Batch: you can batch multiple inputs and run them in parallel.
Async: Allows for the asynchronous execution of code, with corresponding async methods for the interface highlighted above: astream, ainvoke, abatch.
There are many things to say and learn about LCEL. However, this is only meant to be a note that could get you started. LangChain has been doing a great job recently at cleaning up their documentations.
So you can continue at the official entry on LangChain.
Glossary
Asynchronous Execution: A non-linear, concurrent method that allows steps in a chain to run simultaneously, improving efficiency for complex tasks.

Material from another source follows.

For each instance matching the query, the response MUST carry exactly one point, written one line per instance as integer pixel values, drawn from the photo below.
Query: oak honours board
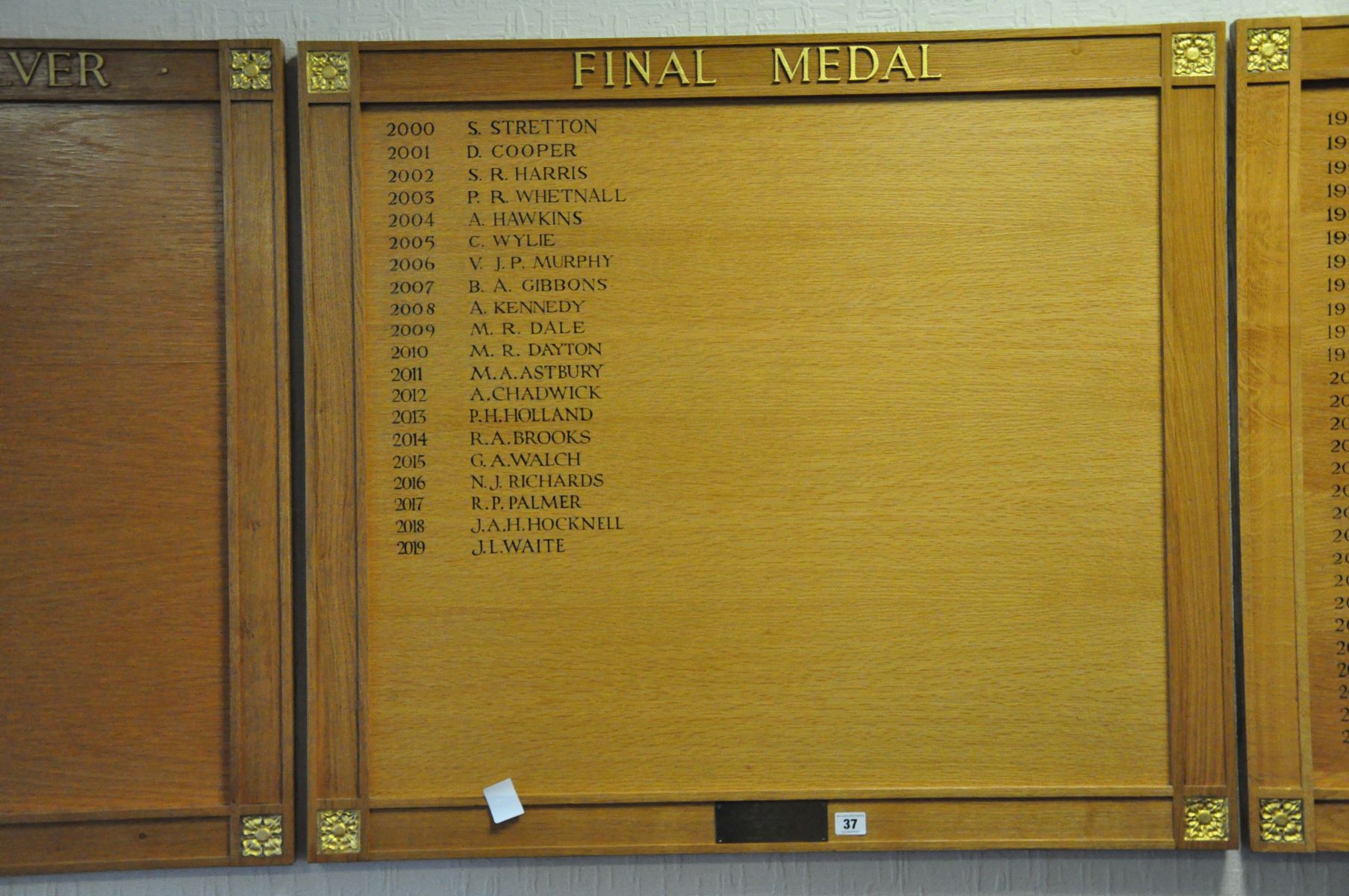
(1293, 242)
(726, 438)
(145, 558)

Chain: A sequence of components connected by pipe operators (|) that define a series of operations for data transformation.
Component: Individual units within a chain that perform specific operations or transformations on data, such as Prompt, ChatModel, LLM, OutputParser, Retriever, Tool, etc.
Interface: The means by which chains are executed, including methods for invocation, streaming, batching, and asynchronous execution.
Latency: The delay between the initiation and completion of a process, which parallelization aims to reduce.
Parallelization: The ability to execute multiple steps or tasks concurrently to reduce latency and increase efficiency.
Parser: A component that interprets and transforms the output of a language model into a desired format.
Pipe Operator (|): A symbol used to denote the flow of data from one component to another within a chain.
Retries and Fallbacks: Mechanisms for re-attempting operations that fail and providing alternative actions if the initial operation cannot be completed.
Retrieval Augmented Generation (RAG): A technique that combines retrieval of relevant documents with language generation to produce contextually accurate responses.
Streaming: The process of transmitting data in a continuous flow, allowing for real-time processing and incremental parsing of outputs.
Synchronous Execution: A linear, blocking method where each step in a chain waits for the previous one to complete before proceeding.
Vector Store: A storage system used for indexing and retrieving documents based on vector embeddings.